The initial responsibility of the National Steering Committee will be to finalise, through various consultations, Memoranda of Understanding between the stakeholder departments and entities outlining each respective department or entity’s responsibility and commitment to perform their individual line functions that they are required to do within their respective mandates, so as to contribute to the reduction of criminal case backlogs.

Each stakeholder department or entity will, in turn, be finalising Annual Performance Indicators within their areas of responsibility, each of which will feed into an overall JCPS Indicator with the desired outcome being reduced criminal case backlogs.

These tools seek to ensure on-going monitoring of performance and the progress being made in reducing the criminal case backlogs consistently and progressively.

Already existing regional and district structures will deal with challenges at local, district and regional level with matters that cannot be resolved at these levels being escalated to the National Steering Committee.

b) The draft Framework will be finalised after the inputs from the Lower Courts Judiciary have been obtained. It must be stressed that these consultations must still take place. Court performance and court efficiency fall within the purview of the judiciary. The Department plans to begin the implementation of the Framework with the convening of the National Steering Committee after consultations with the Lower Courts judiciary have taken place and their inputs have been incorporated.

The Framework aims to provide for a long-term mechanism to address criminal case backlogs. However, the Department has developed an Action Plan to be implemented immediately to address challenges which have a negative impact on the courts and which fall within the Department’s responsibility.

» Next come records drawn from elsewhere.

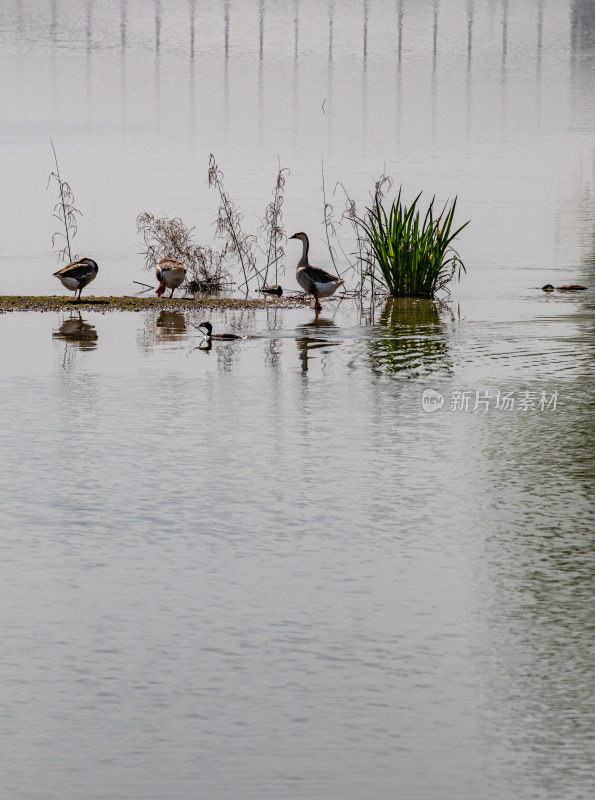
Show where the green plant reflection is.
[369,298,452,378]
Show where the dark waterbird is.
[289,231,345,311]
[194,322,246,341]
[541,283,587,292]
[54,258,99,300]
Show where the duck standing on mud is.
[289,231,345,311]
[54,258,99,300]
[155,258,186,297]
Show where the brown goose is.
[155,258,186,297]
[54,258,99,300]
[289,231,345,311]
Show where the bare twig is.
[258,157,290,286]
[322,159,337,272]
[136,211,229,291]
[208,153,258,292]
[48,137,82,261]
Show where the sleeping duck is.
[155,258,186,297]
[54,258,99,300]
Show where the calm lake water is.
[0,0,595,800]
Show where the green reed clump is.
[357,189,469,297]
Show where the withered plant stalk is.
[208,153,260,293]
[136,211,229,291]
[258,162,290,286]
[48,137,82,261]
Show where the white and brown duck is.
[54,258,99,300]
[155,257,186,297]
[289,231,345,311]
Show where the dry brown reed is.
[136,211,229,292]
[48,137,82,261]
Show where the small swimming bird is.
[195,322,245,340]
[54,258,99,300]
[289,232,345,311]
[155,258,186,297]
[541,283,587,292]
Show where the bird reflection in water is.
[369,297,452,377]
[155,311,186,342]
[52,311,97,350]
[295,313,339,372]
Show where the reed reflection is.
[477,396,595,797]
[155,311,186,342]
[368,298,452,377]
[295,314,339,373]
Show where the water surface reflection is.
[368,298,452,377]
[52,311,98,350]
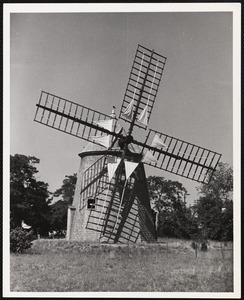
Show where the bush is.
[10,227,35,253]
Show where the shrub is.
[10,227,35,253]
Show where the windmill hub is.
[119,135,134,150]
[34,45,221,243]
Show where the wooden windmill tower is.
[34,45,221,243]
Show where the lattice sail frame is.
[134,129,221,183]
[34,91,119,145]
[81,156,156,243]
[119,45,166,129]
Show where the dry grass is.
[10,240,233,292]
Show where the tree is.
[10,154,50,236]
[147,176,197,238]
[53,173,77,204]
[51,174,77,237]
[195,163,233,240]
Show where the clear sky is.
[10,8,233,201]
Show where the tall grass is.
[10,241,233,292]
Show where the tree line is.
[10,154,233,240]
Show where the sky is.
[10,8,233,203]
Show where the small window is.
[87,198,95,208]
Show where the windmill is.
[34,45,221,243]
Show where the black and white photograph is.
[3,3,241,299]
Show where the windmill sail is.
[133,129,221,183]
[119,45,166,129]
[86,160,156,243]
[34,91,121,146]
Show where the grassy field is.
[10,240,233,292]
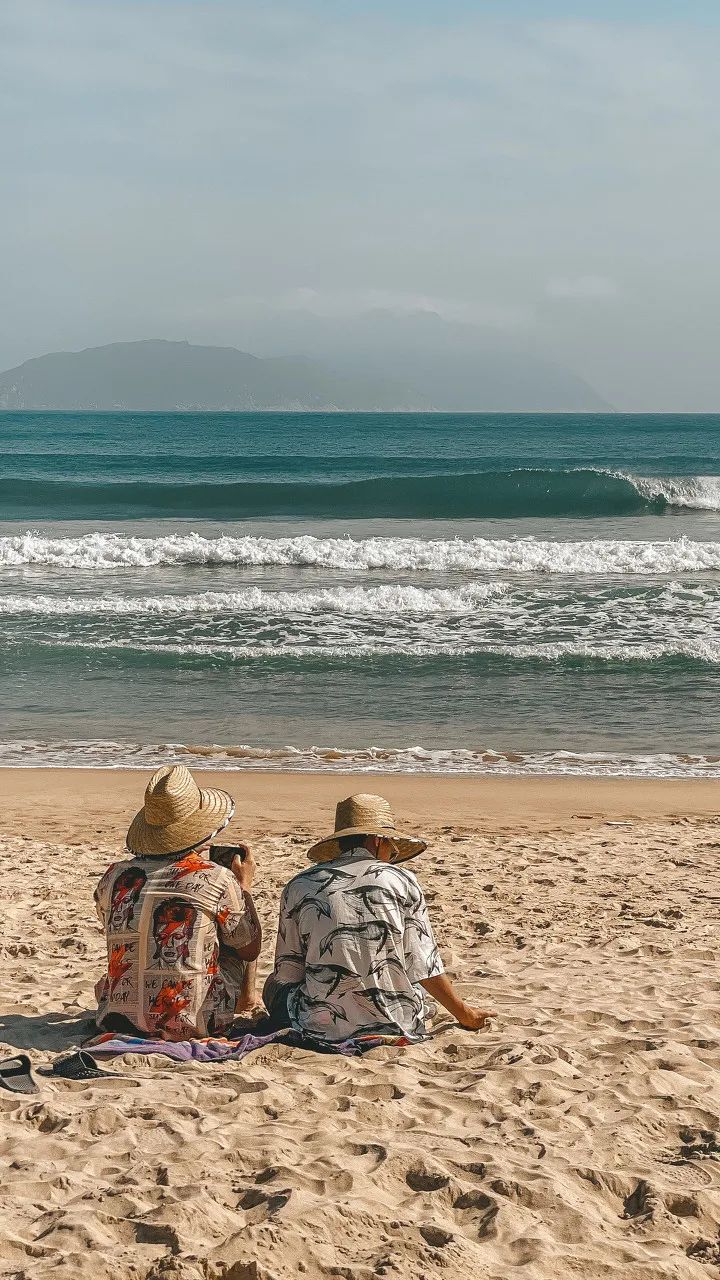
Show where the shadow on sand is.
[0,1010,97,1053]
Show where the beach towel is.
[86,1029,411,1062]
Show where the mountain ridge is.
[0,332,610,412]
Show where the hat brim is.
[307,827,428,864]
[127,788,234,858]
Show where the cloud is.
[546,275,619,300]
[0,0,720,403]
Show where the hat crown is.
[334,792,395,832]
[143,764,201,827]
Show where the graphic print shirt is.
[274,849,443,1041]
[95,852,254,1041]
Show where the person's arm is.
[218,850,263,960]
[421,973,495,1032]
[404,872,493,1032]
[273,886,305,986]
[92,863,117,929]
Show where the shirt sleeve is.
[269,887,305,983]
[404,873,445,983]
[215,872,255,951]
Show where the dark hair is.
[337,836,368,854]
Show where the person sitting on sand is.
[95,765,261,1041]
[264,795,492,1042]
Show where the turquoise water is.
[0,413,720,774]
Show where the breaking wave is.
[0,740,720,778]
[0,530,720,575]
[0,467,720,520]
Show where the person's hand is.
[231,845,255,893]
[457,1005,497,1032]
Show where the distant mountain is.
[233,308,611,413]
[0,340,433,411]
[0,322,610,412]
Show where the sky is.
[0,0,720,412]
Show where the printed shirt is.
[274,849,443,1041]
[95,852,255,1041]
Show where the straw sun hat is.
[127,764,234,858]
[307,795,428,863]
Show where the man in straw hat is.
[95,765,261,1041]
[264,795,492,1041]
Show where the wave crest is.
[0,467,720,520]
[0,531,720,576]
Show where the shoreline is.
[0,760,720,841]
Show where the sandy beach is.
[0,769,720,1280]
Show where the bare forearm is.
[423,973,466,1023]
[421,973,493,1030]
[233,890,263,960]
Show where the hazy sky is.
[0,0,720,411]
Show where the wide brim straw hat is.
[307,795,428,863]
[127,764,234,858]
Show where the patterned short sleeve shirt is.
[274,849,443,1041]
[95,852,254,1041]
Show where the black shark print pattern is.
[320,920,398,956]
[275,849,442,1042]
[368,956,405,978]
[360,987,420,1014]
[296,867,355,893]
[287,893,332,920]
[345,884,397,914]
[305,964,352,996]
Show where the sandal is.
[50,1050,118,1080]
[0,1053,37,1093]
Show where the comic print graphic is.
[170,852,213,884]
[149,980,191,1029]
[108,867,147,933]
[152,897,197,965]
[108,942,132,996]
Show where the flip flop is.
[50,1050,118,1080]
[0,1053,37,1093]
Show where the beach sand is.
[0,769,720,1280]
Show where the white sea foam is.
[0,582,507,617]
[0,740,720,778]
[20,634,720,666]
[630,472,720,511]
[0,527,720,575]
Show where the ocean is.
[0,412,720,776]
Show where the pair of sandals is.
[0,1050,117,1093]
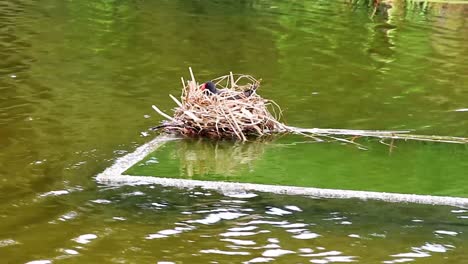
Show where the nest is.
[153,69,287,141]
[153,68,468,146]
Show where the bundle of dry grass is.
[153,69,287,141]
[153,68,468,147]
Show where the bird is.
[201,82,257,100]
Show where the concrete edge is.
[96,136,468,207]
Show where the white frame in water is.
[96,136,468,207]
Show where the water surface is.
[0,0,468,263]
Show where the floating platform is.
[96,136,468,207]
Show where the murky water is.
[0,0,468,263]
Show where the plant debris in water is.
[153,68,468,146]
[153,70,287,141]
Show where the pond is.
[0,0,468,263]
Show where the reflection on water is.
[128,135,468,197]
[172,140,267,177]
[0,0,468,263]
[4,185,468,263]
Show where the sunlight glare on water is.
[0,0,468,264]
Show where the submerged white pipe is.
[96,136,468,207]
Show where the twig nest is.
[153,69,287,141]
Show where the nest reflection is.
[170,139,267,177]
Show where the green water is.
[0,0,468,263]
[124,136,468,197]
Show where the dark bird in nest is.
[201,82,257,100]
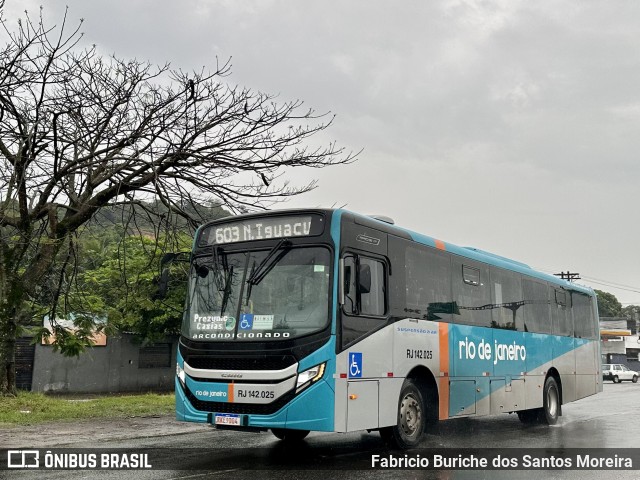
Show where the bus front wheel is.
[542,377,560,425]
[380,379,426,449]
[271,428,309,442]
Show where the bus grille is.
[184,355,296,370]
[183,387,294,415]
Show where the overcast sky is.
[5,0,640,304]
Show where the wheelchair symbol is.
[349,352,362,378]
[240,315,253,330]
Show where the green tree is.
[595,290,622,317]
[0,6,354,394]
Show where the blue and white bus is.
[171,209,602,448]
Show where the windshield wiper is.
[247,238,291,304]
[220,265,233,316]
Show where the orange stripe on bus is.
[227,383,233,403]
[438,323,449,420]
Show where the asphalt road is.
[0,382,640,480]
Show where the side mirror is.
[358,263,371,293]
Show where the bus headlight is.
[176,363,186,387]
[296,362,326,393]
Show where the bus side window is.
[358,257,386,316]
[343,255,386,317]
[343,255,358,315]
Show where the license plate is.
[215,413,242,426]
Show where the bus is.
[170,209,602,448]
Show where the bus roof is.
[196,208,595,296]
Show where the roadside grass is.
[0,392,175,428]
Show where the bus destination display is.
[201,215,313,245]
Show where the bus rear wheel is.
[541,377,560,425]
[271,428,309,442]
[380,379,426,449]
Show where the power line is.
[584,277,640,293]
[584,277,640,293]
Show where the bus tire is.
[380,378,427,450]
[541,377,560,425]
[271,428,309,442]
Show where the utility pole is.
[554,270,580,282]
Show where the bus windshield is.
[182,248,330,341]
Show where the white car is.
[602,363,638,383]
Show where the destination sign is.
[200,215,322,245]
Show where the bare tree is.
[0,3,354,393]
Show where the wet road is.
[0,382,640,480]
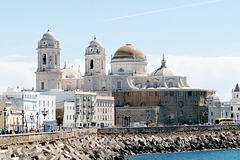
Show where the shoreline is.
[0,126,240,160]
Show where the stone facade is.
[230,84,240,123]
[75,91,97,127]
[207,91,231,124]
[35,30,83,92]
[96,96,115,127]
[112,89,211,125]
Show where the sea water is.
[125,149,240,160]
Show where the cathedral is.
[35,30,211,125]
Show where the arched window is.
[90,59,93,69]
[118,68,124,72]
[55,55,57,64]
[49,56,52,65]
[43,54,47,64]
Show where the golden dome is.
[113,44,145,59]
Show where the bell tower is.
[85,37,106,76]
[35,30,62,91]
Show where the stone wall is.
[0,129,97,147]
[0,126,240,160]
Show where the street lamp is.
[57,115,62,131]
[30,113,33,131]
[117,115,119,124]
[237,113,239,124]
[3,107,7,131]
[122,115,124,127]
[168,114,171,125]
[36,112,39,131]
[74,115,77,128]
[128,116,131,127]
[22,110,24,132]
[42,108,48,132]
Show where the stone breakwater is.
[0,127,240,160]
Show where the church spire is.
[160,53,167,68]
[234,83,240,92]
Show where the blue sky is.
[0,0,240,100]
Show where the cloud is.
[108,0,223,21]
[0,59,36,93]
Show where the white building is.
[207,92,231,124]
[37,94,56,131]
[63,101,76,128]
[230,84,240,123]
[35,30,83,91]
[75,91,97,127]
[96,96,115,127]
[2,88,56,131]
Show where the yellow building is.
[0,101,12,130]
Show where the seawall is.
[0,125,240,159]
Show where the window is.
[117,82,122,89]
[49,56,52,65]
[153,82,158,88]
[118,68,124,72]
[41,82,44,90]
[43,54,47,64]
[168,82,173,87]
[117,100,121,106]
[55,55,57,64]
[90,59,93,69]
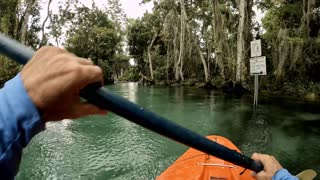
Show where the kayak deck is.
[157,136,254,180]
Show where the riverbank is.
[116,80,320,102]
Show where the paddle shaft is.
[0,34,263,172]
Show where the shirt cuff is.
[272,169,299,180]
[5,73,45,146]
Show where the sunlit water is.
[17,83,320,180]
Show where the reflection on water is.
[17,83,320,180]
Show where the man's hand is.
[252,153,282,180]
[21,46,106,122]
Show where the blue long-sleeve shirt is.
[0,74,45,179]
[0,74,297,180]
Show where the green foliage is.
[0,56,20,86]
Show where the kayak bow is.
[157,136,254,180]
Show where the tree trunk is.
[236,0,247,82]
[175,0,187,81]
[212,0,225,79]
[166,44,170,84]
[38,0,52,48]
[148,33,158,81]
[20,0,35,44]
[196,43,209,83]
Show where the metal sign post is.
[250,40,267,107]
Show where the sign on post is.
[251,39,262,57]
[250,56,267,76]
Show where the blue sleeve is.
[272,169,299,180]
[0,74,45,179]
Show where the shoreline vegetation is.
[116,80,320,102]
[0,0,320,101]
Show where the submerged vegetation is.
[0,0,320,97]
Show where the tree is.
[65,4,121,79]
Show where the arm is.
[252,153,298,180]
[0,74,44,179]
[0,47,106,179]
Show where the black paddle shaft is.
[0,34,263,172]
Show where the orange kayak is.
[157,136,254,180]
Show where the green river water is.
[17,83,320,180]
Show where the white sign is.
[251,39,262,57]
[250,56,267,75]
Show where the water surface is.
[17,83,320,180]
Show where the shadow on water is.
[17,83,320,180]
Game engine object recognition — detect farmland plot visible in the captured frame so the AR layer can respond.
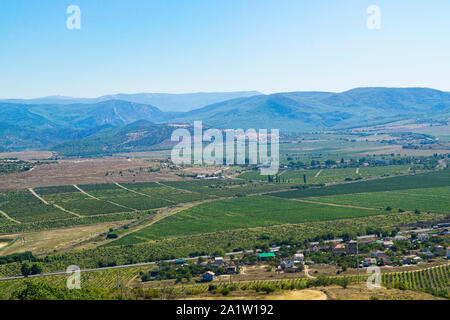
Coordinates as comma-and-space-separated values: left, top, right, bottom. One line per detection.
0, 190, 73, 222
79, 184, 172, 211
121, 183, 212, 203
307, 187, 450, 214
122, 196, 383, 240
272, 170, 450, 199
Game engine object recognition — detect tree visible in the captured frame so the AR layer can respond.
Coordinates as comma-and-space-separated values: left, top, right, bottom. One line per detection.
20, 262, 31, 277
31, 263, 42, 274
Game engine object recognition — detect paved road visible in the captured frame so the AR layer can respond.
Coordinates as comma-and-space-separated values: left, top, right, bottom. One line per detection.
0, 250, 261, 281
0, 228, 446, 281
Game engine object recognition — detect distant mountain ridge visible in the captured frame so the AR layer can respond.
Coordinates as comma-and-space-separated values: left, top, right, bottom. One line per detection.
0, 87, 450, 154
170, 88, 450, 132
0, 91, 261, 112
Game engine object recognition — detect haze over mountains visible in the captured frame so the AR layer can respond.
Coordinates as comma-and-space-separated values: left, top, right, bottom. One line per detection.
0, 91, 261, 112
0, 88, 450, 155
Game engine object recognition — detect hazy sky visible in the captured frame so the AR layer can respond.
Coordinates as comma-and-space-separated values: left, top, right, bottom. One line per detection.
0, 0, 450, 98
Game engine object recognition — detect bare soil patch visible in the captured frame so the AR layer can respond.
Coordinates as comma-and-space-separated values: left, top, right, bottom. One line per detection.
0, 157, 185, 190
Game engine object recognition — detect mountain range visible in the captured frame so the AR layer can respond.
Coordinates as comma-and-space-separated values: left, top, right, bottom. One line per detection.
0, 91, 261, 112
0, 87, 450, 155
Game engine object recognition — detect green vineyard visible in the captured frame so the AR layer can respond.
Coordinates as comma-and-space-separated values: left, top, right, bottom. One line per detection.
381, 264, 450, 297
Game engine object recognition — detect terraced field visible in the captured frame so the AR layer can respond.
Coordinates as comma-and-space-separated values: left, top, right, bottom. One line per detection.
272, 170, 450, 199
163, 178, 292, 198
0, 190, 73, 223
305, 187, 450, 214
238, 165, 409, 184
112, 196, 384, 244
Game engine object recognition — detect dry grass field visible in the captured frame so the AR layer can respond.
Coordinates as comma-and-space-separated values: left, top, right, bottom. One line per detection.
0, 157, 185, 190
0, 220, 129, 255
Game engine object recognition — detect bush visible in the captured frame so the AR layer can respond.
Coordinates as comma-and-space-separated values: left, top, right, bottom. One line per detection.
106, 232, 119, 239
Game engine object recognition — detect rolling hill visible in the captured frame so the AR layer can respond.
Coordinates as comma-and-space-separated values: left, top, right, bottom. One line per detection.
52, 120, 176, 157
0, 91, 261, 112
171, 88, 450, 132
0, 88, 450, 154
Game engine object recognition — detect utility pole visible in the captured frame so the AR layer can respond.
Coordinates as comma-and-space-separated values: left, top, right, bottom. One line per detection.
356, 236, 359, 283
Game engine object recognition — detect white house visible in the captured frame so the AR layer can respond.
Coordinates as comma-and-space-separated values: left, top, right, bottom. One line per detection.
294, 253, 305, 264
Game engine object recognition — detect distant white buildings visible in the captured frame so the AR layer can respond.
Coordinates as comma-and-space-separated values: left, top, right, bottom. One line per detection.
294, 253, 305, 264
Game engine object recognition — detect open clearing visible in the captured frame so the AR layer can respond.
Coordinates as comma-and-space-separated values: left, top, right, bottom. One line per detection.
265, 289, 328, 300
113, 196, 383, 240
0, 157, 185, 190
0, 221, 128, 255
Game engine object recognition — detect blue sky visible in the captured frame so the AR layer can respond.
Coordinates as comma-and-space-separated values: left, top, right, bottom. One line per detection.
0, 0, 450, 98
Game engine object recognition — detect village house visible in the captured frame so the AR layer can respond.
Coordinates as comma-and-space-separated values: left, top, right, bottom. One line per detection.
280, 260, 295, 270
377, 253, 391, 265
363, 258, 377, 267
383, 240, 394, 248
394, 235, 408, 241
226, 262, 237, 274
417, 233, 430, 241
333, 243, 347, 254
294, 253, 305, 264
370, 250, 384, 258
402, 255, 422, 264
418, 249, 434, 258
175, 259, 186, 265
433, 244, 444, 254
202, 271, 214, 282
258, 252, 275, 260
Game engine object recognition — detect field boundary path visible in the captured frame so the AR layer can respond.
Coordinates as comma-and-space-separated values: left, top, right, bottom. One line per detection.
0, 210, 22, 224
73, 184, 102, 201
289, 199, 380, 211
101, 199, 222, 245
28, 188, 49, 205
314, 169, 322, 178
53, 204, 84, 218
155, 182, 193, 193
73, 184, 138, 211
304, 264, 316, 279
114, 182, 177, 203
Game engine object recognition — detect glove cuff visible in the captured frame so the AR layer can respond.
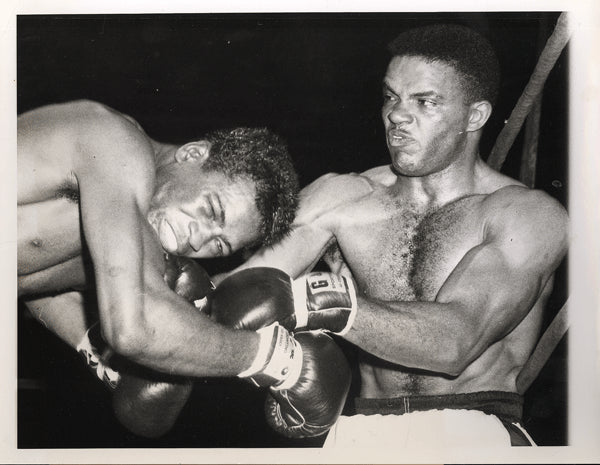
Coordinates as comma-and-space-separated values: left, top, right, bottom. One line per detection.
75, 323, 121, 389
238, 323, 279, 378
238, 323, 302, 389
290, 275, 308, 329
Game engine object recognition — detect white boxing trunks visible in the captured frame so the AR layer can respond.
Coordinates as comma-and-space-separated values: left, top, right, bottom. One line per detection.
323, 392, 535, 449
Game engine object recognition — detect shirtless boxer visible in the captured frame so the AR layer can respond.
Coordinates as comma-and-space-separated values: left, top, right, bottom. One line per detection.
223, 25, 568, 448
17, 101, 318, 436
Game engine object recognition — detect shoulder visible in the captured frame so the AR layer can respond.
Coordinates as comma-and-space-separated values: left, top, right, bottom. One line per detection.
484, 184, 567, 221
296, 173, 374, 223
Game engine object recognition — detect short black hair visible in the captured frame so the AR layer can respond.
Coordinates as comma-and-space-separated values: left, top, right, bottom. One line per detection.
203, 127, 299, 245
388, 24, 500, 105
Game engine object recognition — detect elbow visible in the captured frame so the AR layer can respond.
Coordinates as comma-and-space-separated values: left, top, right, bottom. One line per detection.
436, 339, 476, 377
102, 308, 151, 362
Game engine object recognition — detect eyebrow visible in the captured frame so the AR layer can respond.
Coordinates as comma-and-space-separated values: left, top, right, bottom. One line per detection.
213, 194, 233, 255
382, 82, 444, 100
213, 194, 225, 227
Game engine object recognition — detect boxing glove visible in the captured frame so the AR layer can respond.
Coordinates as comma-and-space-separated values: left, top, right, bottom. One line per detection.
216, 310, 351, 438
113, 254, 213, 438
209, 267, 357, 335
163, 253, 215, 310
265, 331, 351, 438
75, 322, 121, 390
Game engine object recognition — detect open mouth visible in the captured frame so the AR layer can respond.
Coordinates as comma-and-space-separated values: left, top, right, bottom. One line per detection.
388, 131, 413, 146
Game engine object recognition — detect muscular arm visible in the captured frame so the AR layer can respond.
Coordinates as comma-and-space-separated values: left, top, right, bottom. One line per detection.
24, 291, 94, 349
217, 173, 371, 281
347, 188, 567, 375
67, 102, 258, 376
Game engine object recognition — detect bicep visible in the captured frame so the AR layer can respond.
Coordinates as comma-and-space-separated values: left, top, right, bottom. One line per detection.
25, 292, 90, 348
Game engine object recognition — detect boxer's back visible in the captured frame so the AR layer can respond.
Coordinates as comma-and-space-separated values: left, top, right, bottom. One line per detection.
17, 101, 154, 295
336, 165, 551, 398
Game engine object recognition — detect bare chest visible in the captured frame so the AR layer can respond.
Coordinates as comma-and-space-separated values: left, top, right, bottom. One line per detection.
338, 196, 482, 300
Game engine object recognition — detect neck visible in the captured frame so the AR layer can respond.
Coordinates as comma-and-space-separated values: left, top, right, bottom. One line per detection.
393, 152, 485, 209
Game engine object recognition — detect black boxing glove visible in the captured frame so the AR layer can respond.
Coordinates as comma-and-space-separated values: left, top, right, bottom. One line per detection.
209, 267, 357, 335
265, 331, 352, 438
113, 254, 214, 438
212, 288, 351, 438
163, 253, 215, 310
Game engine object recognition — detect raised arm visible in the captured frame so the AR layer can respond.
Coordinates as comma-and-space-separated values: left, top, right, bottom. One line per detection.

The Action Plan includes interventions such as, amongst others, -

  1. Priority Courts identified in terms of highest backlogs and the development of priority rolls;
  2. Continuous Rolls - Matters involving multiple accused to be placed on continuous roll for trials;
  3. Backlog Courts established where feasible;
  4. Client-Liaison Meetings with service providers e.g. CRT service providers
  5. Additional Human Resources;
  6. Psycho-social support for court officials to improve on the rate of absenteeism;
  7. Repairs and Maintenance (IT) - Regional Heads and ISM meet with service provider every Wednesday to track progress;
  8. Additional Equipment Procured (IT);
  9. Facilities interventions such as procurement of portable battery packs and generators, facilitation of the carrying out of minor maintenance works and procurement of mobile units to be used as court rooms and testifying rooms; and
  10. Security measures for the courts.